Sometimes, my brain seems to alternate between depressive and anxious episodes. I feel like I’m always trading off one for the other, rarely experiencing a “good” day where both remain relatively quiet. If my anxiety isn’t kicking into high-gear, my depression is, and vice versa. But oftentimes, these two demons will sync up together, both awakening from their slumbers simultaneously to go to war with each other with the intention of making my life a personal living hell.
Anxiety and depression essentially function as opposites to each other. This is a bit of an oversimplification, but generally, anxiety can be understood as an overactive mind and depression as an under-active mind. I have mostly learned how to cope when one or the other takes over, but what continues to challenge me is when the two strike at the same time.
Anxiety wants me to get up. If I don’t get up, someone will be disappointed, or I’ll miss a deadline, or everyone will think I’m lazy, or I’ll just keep spiralling and spiralling and spiralling.
Depression doesn’t let me get up. If I get up, I’ll have to fake a smile at everyone, or I’ll just hurt more people, or I won’t be able to focus because who can focus on anything when everything you do feels utterly meaningless?

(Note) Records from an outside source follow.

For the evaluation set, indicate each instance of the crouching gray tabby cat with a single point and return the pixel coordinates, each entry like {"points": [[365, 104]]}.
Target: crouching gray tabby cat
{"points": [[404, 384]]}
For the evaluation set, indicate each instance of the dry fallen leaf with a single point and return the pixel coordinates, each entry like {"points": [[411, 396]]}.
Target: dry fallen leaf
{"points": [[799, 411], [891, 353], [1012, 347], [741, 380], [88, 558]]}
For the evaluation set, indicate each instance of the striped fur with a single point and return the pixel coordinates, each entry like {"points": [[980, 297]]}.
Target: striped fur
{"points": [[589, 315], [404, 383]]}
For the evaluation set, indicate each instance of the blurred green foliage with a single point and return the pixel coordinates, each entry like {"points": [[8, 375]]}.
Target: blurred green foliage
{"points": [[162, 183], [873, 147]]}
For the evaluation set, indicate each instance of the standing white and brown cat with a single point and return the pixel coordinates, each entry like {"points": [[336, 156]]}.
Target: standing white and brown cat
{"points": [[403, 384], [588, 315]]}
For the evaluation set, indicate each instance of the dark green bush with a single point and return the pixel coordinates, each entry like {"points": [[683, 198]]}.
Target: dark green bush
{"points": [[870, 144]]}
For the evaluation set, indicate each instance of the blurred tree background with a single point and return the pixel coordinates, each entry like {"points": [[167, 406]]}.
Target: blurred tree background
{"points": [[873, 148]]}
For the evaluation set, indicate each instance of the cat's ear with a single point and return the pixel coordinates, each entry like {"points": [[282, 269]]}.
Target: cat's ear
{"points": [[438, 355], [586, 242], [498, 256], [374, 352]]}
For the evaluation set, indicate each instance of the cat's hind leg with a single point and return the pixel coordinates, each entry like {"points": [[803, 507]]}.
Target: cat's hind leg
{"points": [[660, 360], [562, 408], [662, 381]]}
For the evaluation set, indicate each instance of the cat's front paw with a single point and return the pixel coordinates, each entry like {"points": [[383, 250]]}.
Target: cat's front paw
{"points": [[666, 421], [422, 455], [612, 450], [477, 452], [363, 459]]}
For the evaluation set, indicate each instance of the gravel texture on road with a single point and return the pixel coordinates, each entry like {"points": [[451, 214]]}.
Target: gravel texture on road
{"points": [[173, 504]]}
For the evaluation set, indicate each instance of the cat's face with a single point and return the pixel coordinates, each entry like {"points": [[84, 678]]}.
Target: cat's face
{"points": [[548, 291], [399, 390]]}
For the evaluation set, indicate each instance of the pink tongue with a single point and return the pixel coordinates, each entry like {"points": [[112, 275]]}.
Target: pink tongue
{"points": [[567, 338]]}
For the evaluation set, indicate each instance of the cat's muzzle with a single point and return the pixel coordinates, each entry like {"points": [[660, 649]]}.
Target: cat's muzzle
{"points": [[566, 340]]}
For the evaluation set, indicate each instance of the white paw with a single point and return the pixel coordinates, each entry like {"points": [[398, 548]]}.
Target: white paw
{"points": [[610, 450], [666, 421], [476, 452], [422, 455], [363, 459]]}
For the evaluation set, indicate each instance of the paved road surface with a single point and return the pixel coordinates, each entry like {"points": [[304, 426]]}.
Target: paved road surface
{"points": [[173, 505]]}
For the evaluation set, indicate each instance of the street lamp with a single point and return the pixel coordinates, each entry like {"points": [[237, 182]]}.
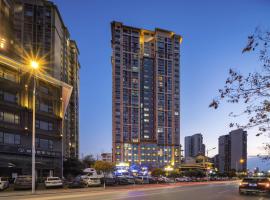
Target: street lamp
{"points": [[207, 151], [168, 169], [34, 65]]}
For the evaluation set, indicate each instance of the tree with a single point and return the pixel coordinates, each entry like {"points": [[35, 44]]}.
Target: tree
{"points": [[88, 161], [72, 167], [157, 172], [253, 89], [104, 167], [194, 173], [174, 174]]}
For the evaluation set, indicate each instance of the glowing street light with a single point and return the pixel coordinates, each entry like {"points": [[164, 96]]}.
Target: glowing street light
{"points": [[34, 65], [2, 43]]}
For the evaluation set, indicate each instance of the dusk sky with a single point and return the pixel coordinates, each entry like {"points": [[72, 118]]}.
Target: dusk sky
{"points": [[214, 33]]}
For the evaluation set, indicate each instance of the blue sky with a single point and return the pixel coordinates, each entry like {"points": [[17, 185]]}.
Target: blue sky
{"points": [[214, 33]]}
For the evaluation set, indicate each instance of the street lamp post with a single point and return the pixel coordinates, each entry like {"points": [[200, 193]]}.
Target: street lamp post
{"points": [[207, 151], [34, 65]]}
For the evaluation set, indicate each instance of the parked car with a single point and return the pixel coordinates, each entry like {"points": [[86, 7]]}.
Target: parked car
{"points": [[152, 180], [23, 182], [52, 182], [254, 185], [164, 179], [77, 183], [90, 181], [4, 183], [183, 179], [109, 179], [122, 180], [141, 180]]}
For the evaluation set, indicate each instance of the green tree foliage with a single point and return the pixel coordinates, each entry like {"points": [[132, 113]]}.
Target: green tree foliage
{"points": [[157, 172], [72, 167], [104, 166], [253, 89], [88, 161], [194, 173]]}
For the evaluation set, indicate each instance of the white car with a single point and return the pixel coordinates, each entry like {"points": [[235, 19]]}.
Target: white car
{"points": [[90, 181], [53, 182], [3, 184]]}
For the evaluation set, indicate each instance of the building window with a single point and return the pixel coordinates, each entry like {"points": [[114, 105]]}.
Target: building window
{"points": [[9, 117], [9, 97], [8, 75], [44, 144], [9, 138], [1, 137], [45, 107], [44, 125]]}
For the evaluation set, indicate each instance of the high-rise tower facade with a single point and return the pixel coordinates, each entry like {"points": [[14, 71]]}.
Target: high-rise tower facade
{"points": [[194, 145], [146, 116], [39, 29]]}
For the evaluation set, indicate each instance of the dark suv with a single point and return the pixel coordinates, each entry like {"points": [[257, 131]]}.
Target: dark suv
{"points": [[254, 185]]}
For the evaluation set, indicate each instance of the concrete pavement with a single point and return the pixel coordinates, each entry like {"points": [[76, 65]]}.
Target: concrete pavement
{"points": [[195, 191]]}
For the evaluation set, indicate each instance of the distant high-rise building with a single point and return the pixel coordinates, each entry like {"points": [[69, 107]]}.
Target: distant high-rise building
{"points": [[233, 151], [194, 145], [146, 118]]}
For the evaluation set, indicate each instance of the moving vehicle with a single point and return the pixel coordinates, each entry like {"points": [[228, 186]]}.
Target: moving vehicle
{"points": [[91, 181], [164, 179], [4, 183], [183, 179], [23, 182], [254, 185], [141, 180], [109, 179], [52, 182], [77, 183]]}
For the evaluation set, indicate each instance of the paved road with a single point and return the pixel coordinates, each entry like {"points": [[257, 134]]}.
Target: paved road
{"points": [[213, 191]]}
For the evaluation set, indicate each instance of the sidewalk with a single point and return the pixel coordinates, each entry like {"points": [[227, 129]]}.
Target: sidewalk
{"points": [[11, 193]]}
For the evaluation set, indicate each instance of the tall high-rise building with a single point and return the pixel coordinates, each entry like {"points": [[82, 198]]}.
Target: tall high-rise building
{"points": [[39, 30], [146, 116], [233, 151], [34, 29], [194, 145], [224, 153]]}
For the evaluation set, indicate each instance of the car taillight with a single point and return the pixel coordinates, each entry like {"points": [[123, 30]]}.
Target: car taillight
{"points": [[265, 184], [243, 183]]}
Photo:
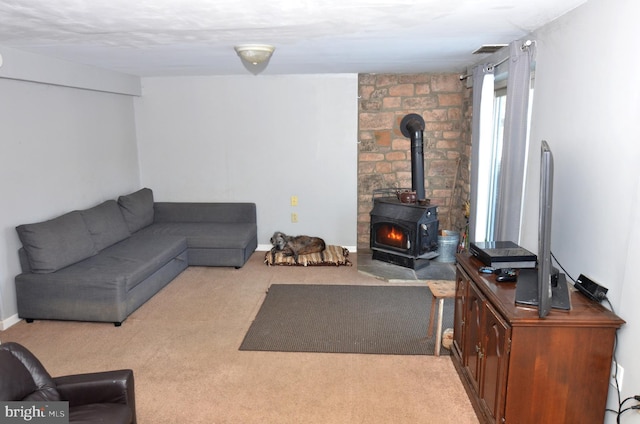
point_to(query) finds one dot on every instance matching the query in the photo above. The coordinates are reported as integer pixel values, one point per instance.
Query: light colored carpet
(183, 347)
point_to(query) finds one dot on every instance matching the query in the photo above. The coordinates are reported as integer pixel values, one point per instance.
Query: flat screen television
(544, 286)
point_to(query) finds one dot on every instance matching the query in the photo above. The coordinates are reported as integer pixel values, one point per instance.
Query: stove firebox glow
(392, 236)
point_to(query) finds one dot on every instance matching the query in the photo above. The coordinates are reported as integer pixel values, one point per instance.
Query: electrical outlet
(617, 373)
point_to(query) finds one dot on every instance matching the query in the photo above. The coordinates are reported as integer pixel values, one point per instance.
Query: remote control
(506, 275)
(486, 269)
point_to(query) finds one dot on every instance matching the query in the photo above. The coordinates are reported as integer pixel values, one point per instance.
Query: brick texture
(384, 156)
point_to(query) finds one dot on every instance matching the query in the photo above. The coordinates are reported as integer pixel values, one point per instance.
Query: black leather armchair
(107, 397)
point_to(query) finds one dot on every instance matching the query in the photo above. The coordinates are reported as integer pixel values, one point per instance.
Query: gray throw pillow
(56, 243)
(105, 224)
(137, 209)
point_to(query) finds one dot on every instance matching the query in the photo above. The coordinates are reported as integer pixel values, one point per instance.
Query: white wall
(587, 106)
(256, 139)
(62, 149)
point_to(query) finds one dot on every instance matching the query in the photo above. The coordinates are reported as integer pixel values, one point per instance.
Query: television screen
(544, 287)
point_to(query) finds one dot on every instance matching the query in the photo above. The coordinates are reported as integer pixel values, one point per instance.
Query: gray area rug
(346, 319)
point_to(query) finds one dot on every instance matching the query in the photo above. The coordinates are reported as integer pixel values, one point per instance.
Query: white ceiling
(196, 37)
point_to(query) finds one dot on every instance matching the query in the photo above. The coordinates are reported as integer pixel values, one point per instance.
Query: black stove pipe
(412, 126)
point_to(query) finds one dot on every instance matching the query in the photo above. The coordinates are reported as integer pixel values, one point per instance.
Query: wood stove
(406, 234)
(403, 234)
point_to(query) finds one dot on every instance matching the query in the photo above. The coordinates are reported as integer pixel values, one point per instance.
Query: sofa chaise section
(102, 263)
(218, 234)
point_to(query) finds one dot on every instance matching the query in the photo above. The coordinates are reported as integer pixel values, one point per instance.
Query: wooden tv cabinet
(519, 368)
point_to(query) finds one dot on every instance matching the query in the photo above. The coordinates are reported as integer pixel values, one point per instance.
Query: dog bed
(333, 255)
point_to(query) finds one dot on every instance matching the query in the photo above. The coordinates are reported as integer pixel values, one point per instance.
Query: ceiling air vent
(489, 48)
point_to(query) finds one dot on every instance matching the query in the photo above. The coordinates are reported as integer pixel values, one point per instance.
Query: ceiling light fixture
(255, 54)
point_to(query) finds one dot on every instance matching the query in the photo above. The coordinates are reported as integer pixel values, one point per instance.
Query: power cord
(621, 408)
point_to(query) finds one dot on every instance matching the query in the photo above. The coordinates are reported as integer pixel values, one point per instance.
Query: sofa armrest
(100, 387)
(225, 213)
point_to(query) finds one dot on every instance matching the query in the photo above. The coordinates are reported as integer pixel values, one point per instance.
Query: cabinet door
(496, 347)
(473, 335)
(462, 282)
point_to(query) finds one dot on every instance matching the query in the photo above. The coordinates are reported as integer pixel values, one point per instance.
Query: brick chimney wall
(384, 155)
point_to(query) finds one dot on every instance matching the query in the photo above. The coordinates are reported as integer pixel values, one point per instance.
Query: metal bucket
(447, 246)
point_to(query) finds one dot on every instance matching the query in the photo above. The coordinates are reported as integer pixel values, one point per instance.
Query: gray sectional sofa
(102, 263)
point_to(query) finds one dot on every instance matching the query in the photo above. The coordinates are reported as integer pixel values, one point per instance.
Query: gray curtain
(514, 150)
(478, 75)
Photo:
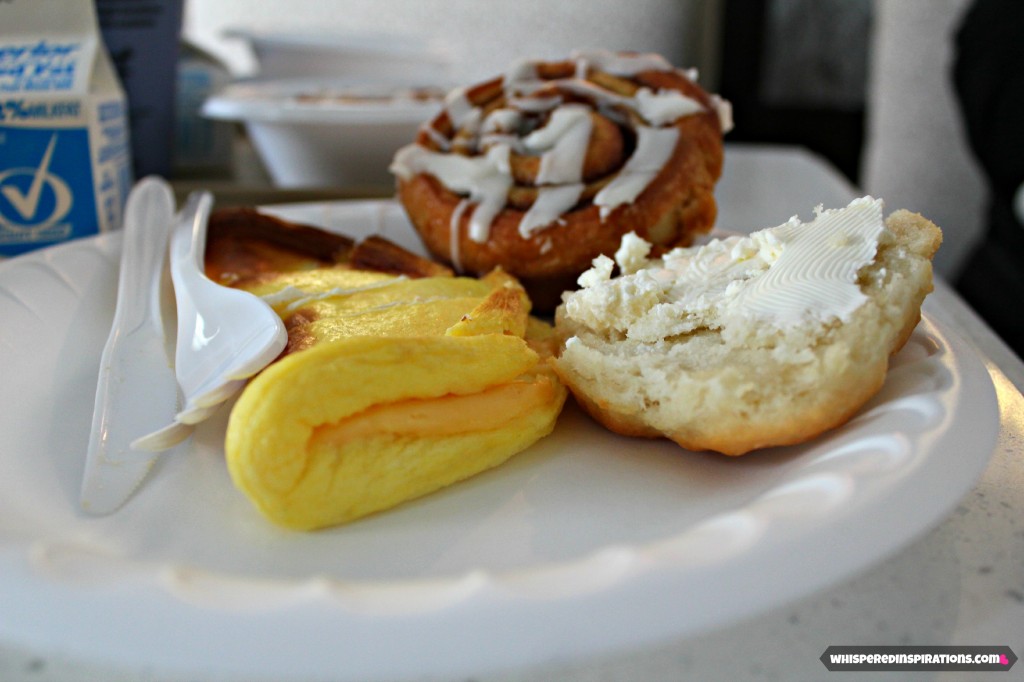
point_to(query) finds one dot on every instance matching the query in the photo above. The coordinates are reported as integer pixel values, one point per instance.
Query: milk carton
(65, 155)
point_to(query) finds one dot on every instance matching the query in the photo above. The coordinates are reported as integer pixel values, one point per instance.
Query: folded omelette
(398, 379)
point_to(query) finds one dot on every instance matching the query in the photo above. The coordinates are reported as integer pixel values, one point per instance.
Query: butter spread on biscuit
(781, 276)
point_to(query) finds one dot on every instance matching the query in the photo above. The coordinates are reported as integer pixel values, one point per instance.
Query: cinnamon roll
(543, 169)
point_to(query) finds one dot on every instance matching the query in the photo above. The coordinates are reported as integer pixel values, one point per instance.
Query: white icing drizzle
(782, 278)
(485, 179)
(561, 142)
(455, 254)
(619, 64)
(658, 109)
(654, 146)
(551, 203)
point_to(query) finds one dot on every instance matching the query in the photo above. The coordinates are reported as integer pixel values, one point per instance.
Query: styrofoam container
(354, 56)
(310, 133)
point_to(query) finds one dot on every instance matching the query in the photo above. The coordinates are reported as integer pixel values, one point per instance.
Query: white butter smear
(791, 274)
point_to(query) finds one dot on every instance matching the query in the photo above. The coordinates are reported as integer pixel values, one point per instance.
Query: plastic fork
(225, 335)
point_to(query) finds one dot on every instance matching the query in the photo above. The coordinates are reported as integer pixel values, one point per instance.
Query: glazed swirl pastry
(545, 168)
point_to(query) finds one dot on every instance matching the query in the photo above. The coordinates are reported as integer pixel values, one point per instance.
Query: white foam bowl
(310, 133)
(355, 56)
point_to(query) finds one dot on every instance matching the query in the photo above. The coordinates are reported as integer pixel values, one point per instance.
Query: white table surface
(961, 584)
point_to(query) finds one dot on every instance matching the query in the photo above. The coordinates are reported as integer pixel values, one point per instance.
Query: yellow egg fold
(391, 392)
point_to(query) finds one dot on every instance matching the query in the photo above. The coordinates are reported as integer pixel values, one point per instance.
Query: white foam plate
(587, 543)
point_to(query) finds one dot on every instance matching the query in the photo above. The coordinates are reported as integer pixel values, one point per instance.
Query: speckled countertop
(962, 583)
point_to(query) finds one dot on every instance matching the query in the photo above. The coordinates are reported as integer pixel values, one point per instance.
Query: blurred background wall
(863, 83)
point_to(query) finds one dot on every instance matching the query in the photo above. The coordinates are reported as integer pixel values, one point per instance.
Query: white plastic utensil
(224, 335)
(136, 390)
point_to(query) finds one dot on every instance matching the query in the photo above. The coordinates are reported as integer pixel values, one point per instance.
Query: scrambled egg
(391, 388)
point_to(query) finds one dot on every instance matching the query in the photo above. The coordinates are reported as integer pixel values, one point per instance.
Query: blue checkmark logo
(24, 188)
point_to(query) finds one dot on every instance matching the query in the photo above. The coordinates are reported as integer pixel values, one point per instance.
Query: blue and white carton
(65, 154)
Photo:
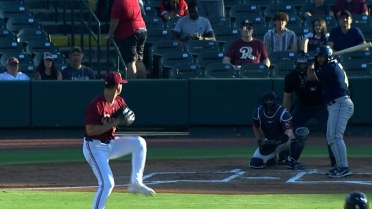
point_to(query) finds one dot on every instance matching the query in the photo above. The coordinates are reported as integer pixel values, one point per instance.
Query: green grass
(117, 200)
(14, 157)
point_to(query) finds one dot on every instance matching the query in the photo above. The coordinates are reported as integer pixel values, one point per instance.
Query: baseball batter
(340, 108)
(102, 116)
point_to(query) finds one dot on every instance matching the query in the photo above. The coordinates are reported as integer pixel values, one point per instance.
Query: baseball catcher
(272, 127)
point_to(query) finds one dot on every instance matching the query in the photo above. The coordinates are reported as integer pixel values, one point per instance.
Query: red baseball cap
(12, 60)
(114, 78)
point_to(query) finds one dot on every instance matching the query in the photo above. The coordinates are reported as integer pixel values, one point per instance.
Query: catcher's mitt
(126, 116)
(267, 146)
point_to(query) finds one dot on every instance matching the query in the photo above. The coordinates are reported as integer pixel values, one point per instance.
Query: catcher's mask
(356, 200)
(269, 101)
(326, 51)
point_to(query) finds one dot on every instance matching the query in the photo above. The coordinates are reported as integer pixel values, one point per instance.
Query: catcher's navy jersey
(275, 125)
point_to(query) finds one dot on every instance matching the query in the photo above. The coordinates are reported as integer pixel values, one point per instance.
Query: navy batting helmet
(325, 51)
(356, 200)
(269, 101)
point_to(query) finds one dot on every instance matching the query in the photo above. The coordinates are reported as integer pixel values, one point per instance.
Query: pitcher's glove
(126, 116)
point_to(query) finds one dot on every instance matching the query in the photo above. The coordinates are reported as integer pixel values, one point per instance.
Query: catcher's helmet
(356, 200)
(269, 102)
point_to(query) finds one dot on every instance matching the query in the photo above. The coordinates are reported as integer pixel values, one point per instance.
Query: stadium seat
(25, 35)
(280, 70)
(58, 59)
(252, 70)
(247, 10)
(282, 56)
(40, 46)
(185, 71)
(6, 34)
(21, 56)
(224, 34)
(205, 58)
(197, 46)
(12, 47)
(169, 59)
(220, 70)
(274, 8)
(17, 23)
(157, 33)
(155, 52)
(357, 67)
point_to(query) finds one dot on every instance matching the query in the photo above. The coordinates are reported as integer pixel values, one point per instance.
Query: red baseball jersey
(130, 18)
(241, 52)
(99, 111)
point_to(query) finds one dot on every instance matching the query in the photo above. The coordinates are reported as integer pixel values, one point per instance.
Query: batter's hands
(126, 116)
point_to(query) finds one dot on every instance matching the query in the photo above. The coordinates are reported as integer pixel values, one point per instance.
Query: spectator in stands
(75, 70)
(211, 8)
(353, 6)
(103, 8)
(318, 36)
(345, 35)
(47, 69)
(12, 70)
(173, 8)
(193, 27)
(280, 38)
(318, 8)
(128, 28)
(246, 49)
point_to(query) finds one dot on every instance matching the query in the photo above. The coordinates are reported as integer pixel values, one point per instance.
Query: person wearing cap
(345, 35)
(358, 7)
(12, 70)
(303, 98)
(193, 26)
(280, 38)
(47, 69)
(317, 8)
(75, 70)
(246, 49)
(128, 28)
(101, 144)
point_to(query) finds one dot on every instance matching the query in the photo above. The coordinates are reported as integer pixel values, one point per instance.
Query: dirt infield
(227, 176)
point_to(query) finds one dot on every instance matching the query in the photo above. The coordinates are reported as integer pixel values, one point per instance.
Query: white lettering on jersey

When both flare up at the same time, I’m rendered totally and completely useless. Although my mind may be going a million miles a minute and I want nothing more than to be productive so I can ease some of the tension of worrying over my responsibilities, I physically can’t bring myself to get up. I can’t move forward because, for every racing thought, there is a rope holding it back.
It hurts my head — it feels like my brain is literally pushing against my skull with nowhere to go. It’s dizzying and disorienting; and most of all, it is endlessly frustrating. It makes the simplest tasks impossible and I just want to scream at myself “WHY CAN’T YOU JUST DO THE THING?”
Dealing with the guilt is the hardest part because there’s nothing I can do but feel every painful sting of it. I WANT to be able to just function properly, but I can’t, and it makes me feel like the world’s biggest failure of a person.
Objectively, I know my brain is sick and that makes doing some things more difficult for me. But even so, I cannot escape the crushing weight of guilt for not being able to act like a “normal” person who can just DO “normal” things. There’s a siren going off telling me to get my responsibilities done, but there’s also a voice shouting that nothing I do matters so just roll over and die already, and the noise inside my brain leaves me completely paralyzed.
I’m still learning how to cope with when these two opposing forces in my head go up against each other. All I’ve really learned is that there’s nothing to do but go through it. I try to be gentle with myself, remembering that there are chemicals out of place in my brain and I am not a bad person for that. Speaking kindly to yourself when you’re fighting mental illness is a lot easier said than done, but I’m trying.